Sometimes certian women like a man they think they can "fix". You need to make sure that she is not one of those women before you get married.


----------



## mishele (Feb 22, 2013)

All men can be fixed....lol


----------



## runnah (Feb 22, 2013)

mishele said:


> All men can be fixed....lol



Trained, never fixed.


----------



## mishele (Feb 22, 2013)

runnah said:


> mishele said:
> 
> 
> > All men can be fixed....lol
> ...


You are correct, Sir. Trained is a much better word.


----------



## runnah (Feb 22, 2013)

mishele said:


> You are correct, Sir. Trained is a much better word.



But that doesn't mean occasionally the ladies don't need to be taught a lesson...


----------



## manaheim (Feb 22, 2013)

You don't need advice from a photography forum, you need advice from a marriage counselor.

Something you've done for 8 years and she's just calling out that it's an issue three weeks before you get married?

Yeah.

Strap yourself in, buddy.  It's going to be one hell of a ride.


----------



## Mully (Feb 22, 2013)

The Dr fixed me!


----------



## mishele (Feb 22, 2013)

Mully said:


> The Dr fixed me!


It was a woman Dr., wasn't it?!


----------



## manaheim (Feb 22, 2013)

I know it's horrible, but I'd seriously be running for the hills if I was the OP.


----------



## IByte (Feb 22, 2013)

BrettN said:


> So I have been shooting nude art photography for 8 years, my soon to be wife is uncomfortable with it. I am not a cheating ass and I shoot for fine art. Any ideas to get her to not be uncomfortable?
> 
> let me preface this,
> 
> So we have been together a year, we are getting married in 3 weeks, she was fully aware of my work, and I have invited her to shoots, tried to shoot her, so I am at a loss. I have shot male and female nudes. Its a big part of my fine art photography. I was shooting nudes while we were dating as well. At that time she told she likes that I see the beauty of the body and now she is uncomfortable with it. She does have self esteem and body issues. I don't shoot pro skinny models either, most of them are new models getting a portfolio together and are average.

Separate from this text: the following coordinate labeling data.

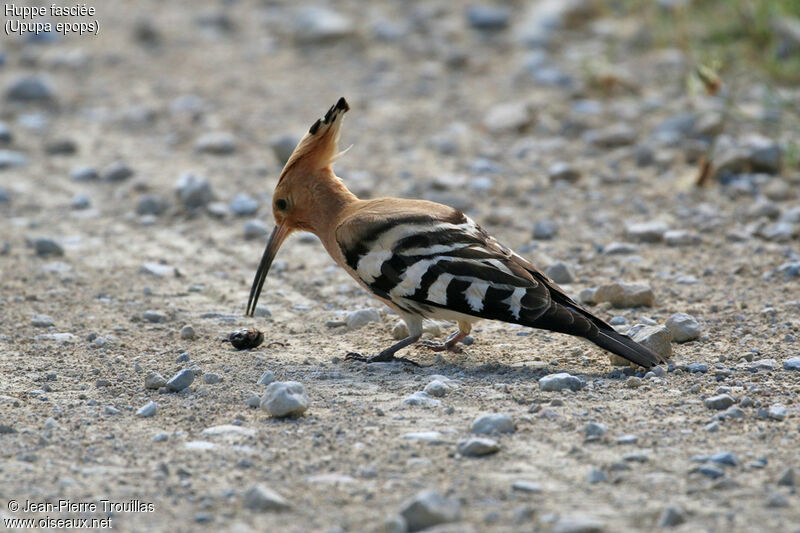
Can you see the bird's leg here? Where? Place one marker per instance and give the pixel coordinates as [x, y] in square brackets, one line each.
[387, 355]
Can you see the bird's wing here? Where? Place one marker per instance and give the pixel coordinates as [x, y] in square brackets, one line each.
[424, 255]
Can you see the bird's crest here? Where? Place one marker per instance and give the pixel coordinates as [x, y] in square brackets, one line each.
[319, 147]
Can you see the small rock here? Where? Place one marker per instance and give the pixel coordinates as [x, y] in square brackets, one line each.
[493, 423]
[683, 327]
[719, 402]
[41, 321]
[216, 143]
[560, 272]
[427, 509]
[477, 447]
[671, 516]
[154, 380]
[646, 231]
[285, 398]
[262, 498]
[559, 382]
[625, 295]
[116, 172]
[181, 380]
[360, 318]
[243, 205]
[148, 410]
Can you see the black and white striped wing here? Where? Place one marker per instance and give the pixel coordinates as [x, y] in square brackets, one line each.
[423, 263]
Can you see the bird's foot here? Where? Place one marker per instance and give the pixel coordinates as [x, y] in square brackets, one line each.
[380, 358]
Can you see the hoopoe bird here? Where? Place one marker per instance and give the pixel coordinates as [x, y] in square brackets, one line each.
[420, 258]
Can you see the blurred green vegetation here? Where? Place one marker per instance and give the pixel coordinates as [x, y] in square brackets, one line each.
[728, 35]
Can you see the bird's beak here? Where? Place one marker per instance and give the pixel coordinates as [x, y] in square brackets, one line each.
[279, 234]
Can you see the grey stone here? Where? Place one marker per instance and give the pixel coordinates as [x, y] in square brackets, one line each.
[792, 363]
[285, 398]
[30, 89]
[193, 191]
[671, 516]
[427, 509]
[360, 318]
[683, 327]
[560, 272]
[487, 17]
[623, 295]
[646, 231]
[559, 382]
[148, 410]
[151, 204]
[154, 380]
[316, 25]
[477, 447]
[154, 317]
[544, 230]
[11, 159]
[46, 247]
[242, 205]
[719, 402]
[181, 380]
[255, 229]
[116, 172]
[282, 147]
[493, 423]
[216, 143]
[262, 498]
[41, 321]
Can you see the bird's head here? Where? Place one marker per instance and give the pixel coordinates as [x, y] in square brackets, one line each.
[307, 190]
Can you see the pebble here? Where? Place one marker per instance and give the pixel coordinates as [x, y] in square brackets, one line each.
[792, 363]
[255, 229]
[719, 402]
[657, 338]
[672, 516]
[154, 380]
[41, 321]
[187, 333]
[625, 295]
[181, 380]
[594, 431]
[216, 143]
[683, 327]
[563, 171]
[437, 388]
[315, 25]
[544, 230]
[30, 89]
[194, 191]
[646, 231]
[212, 378]
[560, 272]
[116, 172]
[488, 18]
[243, 205]
[148, 410]
[360, 318]
[777, 411]
[262, 498]
[427, 509]
[493, 423]
[285, 398]
[477, 447]
[559, 382]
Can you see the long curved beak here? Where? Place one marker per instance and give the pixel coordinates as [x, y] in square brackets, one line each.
[279, 234]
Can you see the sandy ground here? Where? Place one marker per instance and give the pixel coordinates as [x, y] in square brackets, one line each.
[420, 127]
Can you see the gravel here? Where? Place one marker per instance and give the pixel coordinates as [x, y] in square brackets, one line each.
[285, 398]
[427, 509]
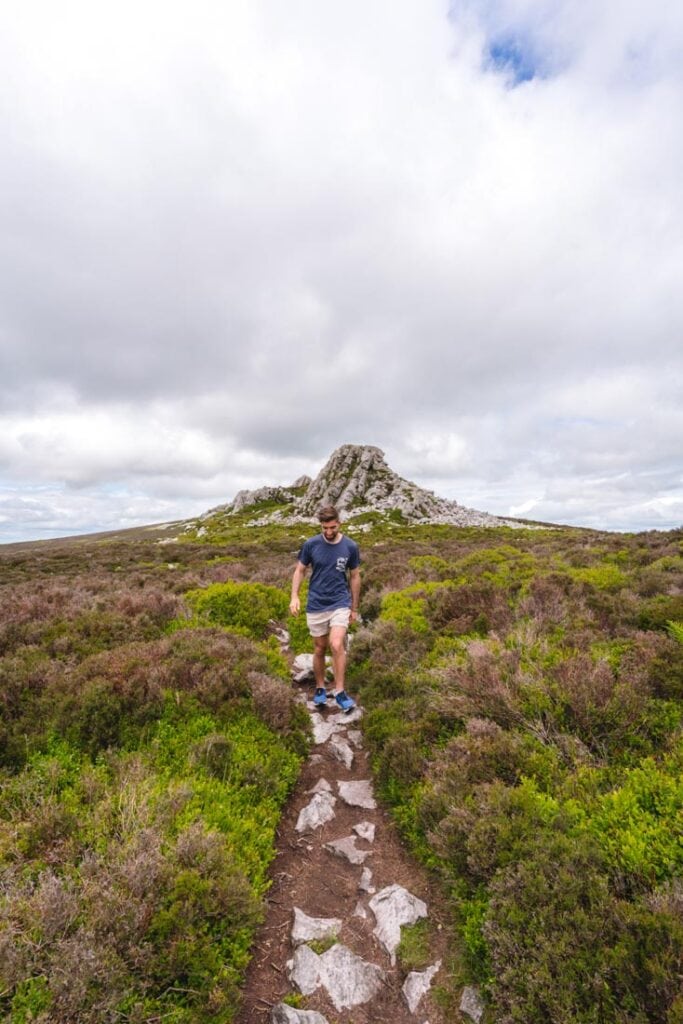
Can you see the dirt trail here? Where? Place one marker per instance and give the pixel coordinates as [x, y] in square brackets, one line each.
[311, 878]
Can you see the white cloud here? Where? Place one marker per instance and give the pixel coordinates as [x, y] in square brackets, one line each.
[231, 242]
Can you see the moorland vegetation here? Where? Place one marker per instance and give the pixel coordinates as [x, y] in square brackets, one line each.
[523, 695]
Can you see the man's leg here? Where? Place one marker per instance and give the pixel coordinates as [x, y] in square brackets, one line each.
[338, 649]
[318, 659]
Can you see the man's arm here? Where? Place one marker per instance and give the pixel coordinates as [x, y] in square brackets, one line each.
[354, 584]
[299, 573]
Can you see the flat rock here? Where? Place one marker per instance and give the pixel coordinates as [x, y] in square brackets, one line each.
[346, 849]
[394, 906]
[357, 794]
[306, 929]
[472, 1004]
[348, 980]
[282, 1014]
[322, 786]
[324, 728]
[347, 718]
[316, 813]
[341, 750]
[365, 829]
[366, 883]
[418, 984]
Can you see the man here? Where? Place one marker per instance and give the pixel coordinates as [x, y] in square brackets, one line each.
[334, 593]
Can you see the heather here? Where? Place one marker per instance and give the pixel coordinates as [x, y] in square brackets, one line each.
[146, 751]
[523, 695]
[525, 709]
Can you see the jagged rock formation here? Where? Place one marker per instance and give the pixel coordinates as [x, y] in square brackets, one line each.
[356, 480]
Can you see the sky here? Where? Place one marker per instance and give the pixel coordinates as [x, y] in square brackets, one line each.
[238, 233]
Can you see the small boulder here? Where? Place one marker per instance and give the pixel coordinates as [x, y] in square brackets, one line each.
[357, 794]
[316, 813]
[346, 849]
[418, 984]
[393, 907]
[307, 929]
[472, 1004]
[282, 1014]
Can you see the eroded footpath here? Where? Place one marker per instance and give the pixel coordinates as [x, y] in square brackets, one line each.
[342, 888]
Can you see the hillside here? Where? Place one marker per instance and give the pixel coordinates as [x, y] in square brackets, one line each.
[523, 707]
[358, 482]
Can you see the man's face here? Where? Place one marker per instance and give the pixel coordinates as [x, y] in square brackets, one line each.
[330, 529]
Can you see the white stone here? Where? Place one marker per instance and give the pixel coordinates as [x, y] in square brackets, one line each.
[346, 718]
[316, 813]
[322, 785]
[348, 980]
[471, 1004]
[365, 829]
[418, 984]
[393, 907]
[366, 883]
[323, 729]
[346, 849]
[306, 929]
[282, 1014]
[341, 750]
[357, 794]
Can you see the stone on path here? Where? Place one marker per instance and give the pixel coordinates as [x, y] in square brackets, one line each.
[282, 1014]
[418, 984]
[366, 883]
[341, 750]
[302, 668]
[365, 829]
[322, 786]
[306, 929]
[347, 718]
[471, 1004]
[316, 813]
[324, 729]
[348, 980]
[357, 794]
[394, 906]
[346, 849]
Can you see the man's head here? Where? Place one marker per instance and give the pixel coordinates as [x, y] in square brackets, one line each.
[329, 520]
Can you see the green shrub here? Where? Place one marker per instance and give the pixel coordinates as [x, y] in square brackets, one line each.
[248, 606]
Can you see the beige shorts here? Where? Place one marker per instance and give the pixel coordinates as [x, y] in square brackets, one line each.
[319, 623]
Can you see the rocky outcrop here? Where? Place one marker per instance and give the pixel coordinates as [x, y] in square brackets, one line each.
[356, 480]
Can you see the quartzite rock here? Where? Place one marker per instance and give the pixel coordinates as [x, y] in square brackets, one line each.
[393, 907]
[307, 929]
[341, 750]
[365, 829]
[346, 849]
[471, 1004]
[282, 1014]
[357, 794]
[316, 813]
[418, 984]
[348, 980]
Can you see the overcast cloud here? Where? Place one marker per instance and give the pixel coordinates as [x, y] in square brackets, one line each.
[237, 235]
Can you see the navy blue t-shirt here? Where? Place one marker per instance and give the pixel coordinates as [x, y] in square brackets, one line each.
[329, 586]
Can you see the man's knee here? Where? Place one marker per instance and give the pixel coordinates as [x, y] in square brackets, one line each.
[321, 644]
[337, 644]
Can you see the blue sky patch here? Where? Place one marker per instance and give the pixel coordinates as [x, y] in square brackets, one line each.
[514, 57]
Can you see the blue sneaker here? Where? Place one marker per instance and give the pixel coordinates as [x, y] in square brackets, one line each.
[344, 700]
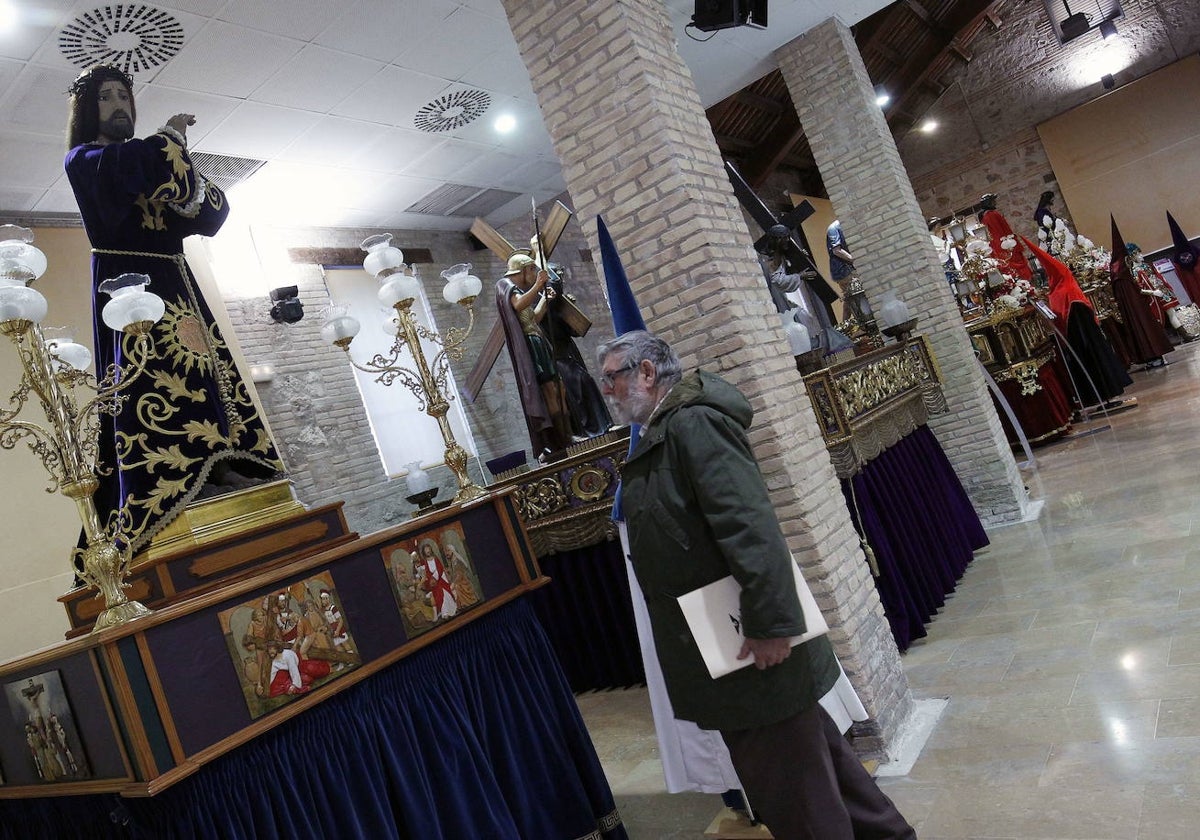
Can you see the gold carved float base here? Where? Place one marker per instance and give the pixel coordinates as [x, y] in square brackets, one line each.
[211, 520]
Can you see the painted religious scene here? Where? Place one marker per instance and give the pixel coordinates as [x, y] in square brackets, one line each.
[432, 577]
[288, 642]
[40, 709]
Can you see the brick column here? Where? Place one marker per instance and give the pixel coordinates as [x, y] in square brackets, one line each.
[636, 148]
[885, 231]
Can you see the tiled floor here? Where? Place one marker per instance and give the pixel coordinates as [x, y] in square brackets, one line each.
[1069, 654]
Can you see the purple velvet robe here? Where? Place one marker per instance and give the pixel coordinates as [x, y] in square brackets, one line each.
[190, 409]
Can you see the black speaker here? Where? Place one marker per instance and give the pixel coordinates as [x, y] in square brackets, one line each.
[286, 307]
[713, 15]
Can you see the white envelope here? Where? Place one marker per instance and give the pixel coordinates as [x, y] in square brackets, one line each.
[714, 617]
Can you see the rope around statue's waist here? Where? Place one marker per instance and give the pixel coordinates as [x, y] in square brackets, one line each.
[173, 257]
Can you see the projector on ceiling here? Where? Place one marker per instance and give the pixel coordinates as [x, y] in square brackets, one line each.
[713, 15]
[1074, 25]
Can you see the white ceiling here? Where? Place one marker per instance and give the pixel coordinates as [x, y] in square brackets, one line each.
[327, 91]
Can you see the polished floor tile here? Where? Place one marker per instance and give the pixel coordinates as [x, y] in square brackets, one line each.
[1069, 655]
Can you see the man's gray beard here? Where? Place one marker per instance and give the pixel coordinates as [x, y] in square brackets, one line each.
[636, 408]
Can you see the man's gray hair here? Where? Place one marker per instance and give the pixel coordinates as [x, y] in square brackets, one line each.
[639, 345]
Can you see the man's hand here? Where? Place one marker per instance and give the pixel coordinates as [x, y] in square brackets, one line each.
[767, 652]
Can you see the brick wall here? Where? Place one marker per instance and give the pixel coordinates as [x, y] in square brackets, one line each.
[886, 232]
[1021, 76]
[628, 126]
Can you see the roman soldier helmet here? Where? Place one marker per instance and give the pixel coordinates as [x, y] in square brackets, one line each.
[517, 264]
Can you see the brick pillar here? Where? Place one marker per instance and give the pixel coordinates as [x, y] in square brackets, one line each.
[885, 231]
[636, 148]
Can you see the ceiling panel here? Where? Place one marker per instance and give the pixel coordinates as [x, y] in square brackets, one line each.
[228, 60]
[395, 149]
[391, 96]
[334, 139]
[156, 105]
[316, 79]
[455, 45]
[297, 18]
[30, 160]
[36, 100]
[385, 29]
[256, 130]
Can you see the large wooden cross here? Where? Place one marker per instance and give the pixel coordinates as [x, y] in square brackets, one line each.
[550, 233]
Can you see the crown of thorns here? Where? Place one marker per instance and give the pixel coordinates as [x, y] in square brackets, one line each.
[103, 72]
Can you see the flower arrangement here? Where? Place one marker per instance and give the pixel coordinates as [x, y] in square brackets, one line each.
[1086, 259]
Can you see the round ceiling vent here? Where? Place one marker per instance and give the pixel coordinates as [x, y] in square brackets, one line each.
[131, 36]
[453, 111]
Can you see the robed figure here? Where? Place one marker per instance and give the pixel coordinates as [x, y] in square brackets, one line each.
[190, 414]
[1098, 375]
[1012, 261]
[1143, 334]
[1185, 257]
[585, 403]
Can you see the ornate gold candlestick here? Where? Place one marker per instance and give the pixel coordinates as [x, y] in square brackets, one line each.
[52, 370]
[400, 289]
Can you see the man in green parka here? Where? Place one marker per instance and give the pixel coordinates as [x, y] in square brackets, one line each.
[697, 510]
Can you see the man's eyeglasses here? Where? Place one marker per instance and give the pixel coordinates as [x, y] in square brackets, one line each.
[609, 378]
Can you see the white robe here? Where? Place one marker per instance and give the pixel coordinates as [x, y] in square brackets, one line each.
[695, 759]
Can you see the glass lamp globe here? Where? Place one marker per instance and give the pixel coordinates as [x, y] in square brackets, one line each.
[797, 335]
[382, 255]
[894, 311]
[340, 327]
[60, 342]
[19, 261]
[131, 309]
[400, 289]
[21, 303]
[462, 287]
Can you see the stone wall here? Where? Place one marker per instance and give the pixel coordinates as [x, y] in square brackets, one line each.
[1021, 76]
[313, 405]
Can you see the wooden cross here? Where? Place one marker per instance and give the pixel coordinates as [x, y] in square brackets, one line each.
[551, 232]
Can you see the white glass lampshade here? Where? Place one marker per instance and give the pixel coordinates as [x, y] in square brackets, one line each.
[893, 311]
[382, 255]
[19, 261]
[461, 285]
[19, 303]
[400, 288]
[61, 343]
[339, 324]
[797, 335]
[131, 304]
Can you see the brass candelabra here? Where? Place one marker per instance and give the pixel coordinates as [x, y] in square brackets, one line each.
[399, 289]
[53, 371]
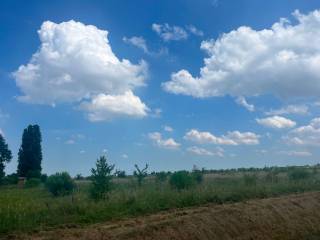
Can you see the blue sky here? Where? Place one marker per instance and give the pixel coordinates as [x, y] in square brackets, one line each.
[217, 84]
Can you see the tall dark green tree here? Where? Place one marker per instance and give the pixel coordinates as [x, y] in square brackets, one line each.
[30, 152]
[5, 156]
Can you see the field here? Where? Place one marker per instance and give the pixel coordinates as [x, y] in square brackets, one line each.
[30, 210]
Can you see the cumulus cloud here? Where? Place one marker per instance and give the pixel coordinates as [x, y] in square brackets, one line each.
[276, 122]
[75, 62]
[305, 135]
[139, 42]
[204, 152]
[296, 153]
[192, 29]
[243, 102]
[169, 143]
[283, 61]
[170, 33]
[290, 109]
[231, 138]
[105, 107]
[167, 128]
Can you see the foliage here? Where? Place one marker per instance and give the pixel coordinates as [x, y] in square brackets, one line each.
[298, 174]
[140, 173]
[32, 182]
[161, 176]
[181, 180]
[250, 179]
[60, 184]
[197, 176]
[30, 153]
[101, 179]
[5, 156]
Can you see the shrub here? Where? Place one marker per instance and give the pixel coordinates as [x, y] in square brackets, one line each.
[140, 173]
[181, 180]
[60, 184]
[32, 182]
[297, 174]
[101, 179]
[250, 179]
[197, 176]
[161, 176]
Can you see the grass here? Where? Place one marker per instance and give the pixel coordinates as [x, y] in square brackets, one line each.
[33, 209]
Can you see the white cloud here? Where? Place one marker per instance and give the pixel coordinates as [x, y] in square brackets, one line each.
[204, 152]
[70, 142]
[169, 33]
[231, 138]
[169, 143]
[105, 107]
[167, 128]
[276, 122]
[194, 30]
[283, 61]
[75, 62]
[290, 109]
[243, 102]
[139, 42]
[296, 153]
[305, 135]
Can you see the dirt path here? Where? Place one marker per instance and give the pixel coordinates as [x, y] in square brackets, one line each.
[290, 217]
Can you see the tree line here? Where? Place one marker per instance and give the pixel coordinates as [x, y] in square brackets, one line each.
[29, 155]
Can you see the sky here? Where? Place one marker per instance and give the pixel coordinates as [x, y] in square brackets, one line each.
[212, 83]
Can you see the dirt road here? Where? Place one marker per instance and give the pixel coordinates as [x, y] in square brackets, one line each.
[289, 217]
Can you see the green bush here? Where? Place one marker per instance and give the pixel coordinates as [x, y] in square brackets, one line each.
[197, 176]
[60, 184]
[32, 182]
[298, 174]
[181, 180]
[101, 179]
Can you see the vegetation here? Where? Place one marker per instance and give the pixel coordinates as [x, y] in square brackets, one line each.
[60, 184]
[30, 153]
[140, 174]
[181, 180]
[101, 179]
[5, 157]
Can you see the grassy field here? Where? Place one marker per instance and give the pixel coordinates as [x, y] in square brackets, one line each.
[33, 209]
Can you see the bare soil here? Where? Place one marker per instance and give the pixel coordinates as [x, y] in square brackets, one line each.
[289, 217]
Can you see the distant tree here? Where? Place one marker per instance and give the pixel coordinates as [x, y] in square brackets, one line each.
[140, 173]
[30, 153]
[5, 156]
[101, 179]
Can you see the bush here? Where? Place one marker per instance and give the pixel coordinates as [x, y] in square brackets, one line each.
[32, 182]
[250, 179]
[161, 176]
[181, 180]
[60, 184]
[298, 174]
[197, 176]
[101, 179]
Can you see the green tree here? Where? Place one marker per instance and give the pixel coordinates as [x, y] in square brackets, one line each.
[140, 173]
[101, 177]
[30, 153]
[5, 156]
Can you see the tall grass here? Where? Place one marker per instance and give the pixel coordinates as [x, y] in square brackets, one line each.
[30, 209]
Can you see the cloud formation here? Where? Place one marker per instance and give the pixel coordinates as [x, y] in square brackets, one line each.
[305, 135]
[231, 138]
[169, 143]
[75, 62]
[276, 122]
[283, 61]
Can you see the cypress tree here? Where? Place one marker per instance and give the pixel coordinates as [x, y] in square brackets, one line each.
[30, 153]
[5, 156]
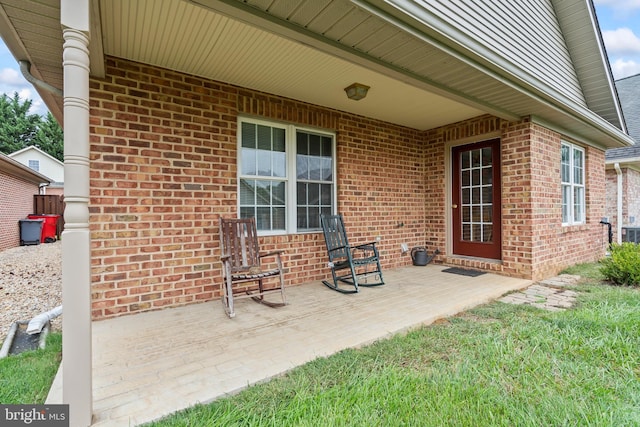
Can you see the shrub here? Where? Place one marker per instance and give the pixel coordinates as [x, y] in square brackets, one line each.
[623, 266]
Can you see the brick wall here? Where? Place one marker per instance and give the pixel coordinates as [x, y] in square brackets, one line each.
[163, 170]
[16, 202]
[630, 198]
[535, 245]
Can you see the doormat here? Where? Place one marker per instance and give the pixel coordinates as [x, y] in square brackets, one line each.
[463, 272]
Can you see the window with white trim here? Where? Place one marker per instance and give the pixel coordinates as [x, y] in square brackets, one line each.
[286, 176]
[573, 189]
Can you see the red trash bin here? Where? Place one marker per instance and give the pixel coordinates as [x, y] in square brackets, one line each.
[49, 227]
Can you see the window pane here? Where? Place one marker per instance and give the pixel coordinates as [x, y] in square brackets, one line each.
[278, 193]
[466, 214]
[476, 233]
[279, 164]
[315, 168]
[466, 232]
[578, 204]
[302, 146]
[486, 156]
[263, 218]
[465, 160]
[466, 178]
[314, 145]
[314, 219]
[475, 177]
[248, 159]
[327, 169]
[475, 195]
[247, 192]
[326, 194]
[487, 176]
[314, 194]
[326, 150]
[302, 221]
[566, 175]
[279, 219]
[263, 193]
[566, 197]
[264, 153]
[466, 196]
[302, 166]
[487, 233]
[264, 138]
[301, 193]
[487, 213]
[279, 140]
[264, 163]
[475, 158]
[487, 195]
[247, 212]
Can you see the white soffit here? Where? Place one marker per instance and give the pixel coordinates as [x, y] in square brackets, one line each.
[223, 49]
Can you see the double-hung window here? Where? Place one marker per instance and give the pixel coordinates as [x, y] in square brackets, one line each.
[573, 190]
[286, 176]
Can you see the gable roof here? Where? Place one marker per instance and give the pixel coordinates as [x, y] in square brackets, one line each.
[427, 66]
[629, 94]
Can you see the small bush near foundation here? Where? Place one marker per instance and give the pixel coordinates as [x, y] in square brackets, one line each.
[623, 266]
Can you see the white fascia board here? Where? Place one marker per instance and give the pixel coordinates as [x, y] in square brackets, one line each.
[409, 16]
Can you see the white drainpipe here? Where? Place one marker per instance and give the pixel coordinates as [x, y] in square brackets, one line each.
[619, 203]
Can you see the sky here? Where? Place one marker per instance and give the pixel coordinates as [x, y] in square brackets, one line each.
[619, 22]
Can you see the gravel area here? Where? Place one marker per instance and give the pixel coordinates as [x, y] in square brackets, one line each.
[30, 283]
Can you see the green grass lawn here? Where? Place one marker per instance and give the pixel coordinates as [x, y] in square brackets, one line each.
[26, 378]
[497, 365]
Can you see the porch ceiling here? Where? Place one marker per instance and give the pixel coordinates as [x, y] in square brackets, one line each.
[308, 50]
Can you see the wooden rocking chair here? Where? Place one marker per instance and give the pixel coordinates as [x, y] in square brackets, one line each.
[241, 264]
[353, 265]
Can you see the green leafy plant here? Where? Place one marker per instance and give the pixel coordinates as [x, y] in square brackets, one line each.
[623, 266]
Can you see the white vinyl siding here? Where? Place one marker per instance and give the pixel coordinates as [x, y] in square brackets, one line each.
[526, 33]
[572, 166]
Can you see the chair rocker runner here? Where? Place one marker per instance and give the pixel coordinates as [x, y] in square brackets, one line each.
[241, 263]
[351, 265]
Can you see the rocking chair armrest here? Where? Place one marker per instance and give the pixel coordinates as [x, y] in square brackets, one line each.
[266, 254]
[364, 246]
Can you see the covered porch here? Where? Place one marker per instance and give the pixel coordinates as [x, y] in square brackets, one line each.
[155, 363]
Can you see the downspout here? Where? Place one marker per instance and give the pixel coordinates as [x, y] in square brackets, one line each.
[619, 203]
[25, 68]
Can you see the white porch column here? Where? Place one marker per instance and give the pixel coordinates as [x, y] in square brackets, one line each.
[76, 242]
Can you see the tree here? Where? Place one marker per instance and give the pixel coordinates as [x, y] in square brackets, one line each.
[49, 137]
[19, 129]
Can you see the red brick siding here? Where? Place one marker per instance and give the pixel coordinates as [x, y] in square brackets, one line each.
[630, 198]
[16, 204]
[163, 170]
[535, 245]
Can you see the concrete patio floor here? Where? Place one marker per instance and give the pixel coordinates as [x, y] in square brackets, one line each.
[148, 365]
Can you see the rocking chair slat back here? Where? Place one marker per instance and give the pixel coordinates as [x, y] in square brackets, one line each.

I'm sorry you've been shooting for 8 years and she's having an s$&& fit?  Maybe sit and have a little talk, I'm sure she's reasonable.

I had to comprise with my wife.  I gave up my hunting rights, but I can photograph regardless of the genre.  Good luck and Congrads .

PS.  I hate to sound like D, but stand your ground.  Let her know that you are going to wgat you like to do period.  If you back down, then shes going for total control.

She needs to realize it's not a swingers club, but a legitimate hobby/ business. 

 Maybe have her talk with a few clients with their spouse/love.  If their SPOUSE is ok with it, then hopefully she will calm a bit.


----------



## mishele (Feb 22, 2013)

Let's be honest...he's never going to call off this wedding w/ it only 3 weeks away. He's in for the long haul.


----------



## manaheim (Feb 22, 2013)

She better be a lovely _lovely_ woman...


----------



## weepete (Feb 22, 2013)

Well for me, yes but my mrs might argue that she's no fixed me yet!


----------



## IByte (Feb 22, 2013)

o hey tyler said:


> She knew you did this as a profession and fine art for the last year. I don't see why she couldn't deal with it when you're married. Seems silly to me if she had a year to think about this.



It's all about the control son.


----------



## Mully (Feb 22, 2013)

mishele said:


> Mully said:
> 
> 
> > The Dr fixed me!
> ...



No it was man but a women would have made it more interesting!


----------



## runnah (Feb 22, 2013)

Maybe she is really funny?


----------



## IByte (Feb 22, 2013)

mishele said:


> All men can be fixed....lol



My wife still trying to ...fix me.


----------



## weepete (Feb 22, 2013)

mishele said:


> Let's be honest...he's never going to call off this wedding w/ it only 3 weeks away. He's in for the long haul.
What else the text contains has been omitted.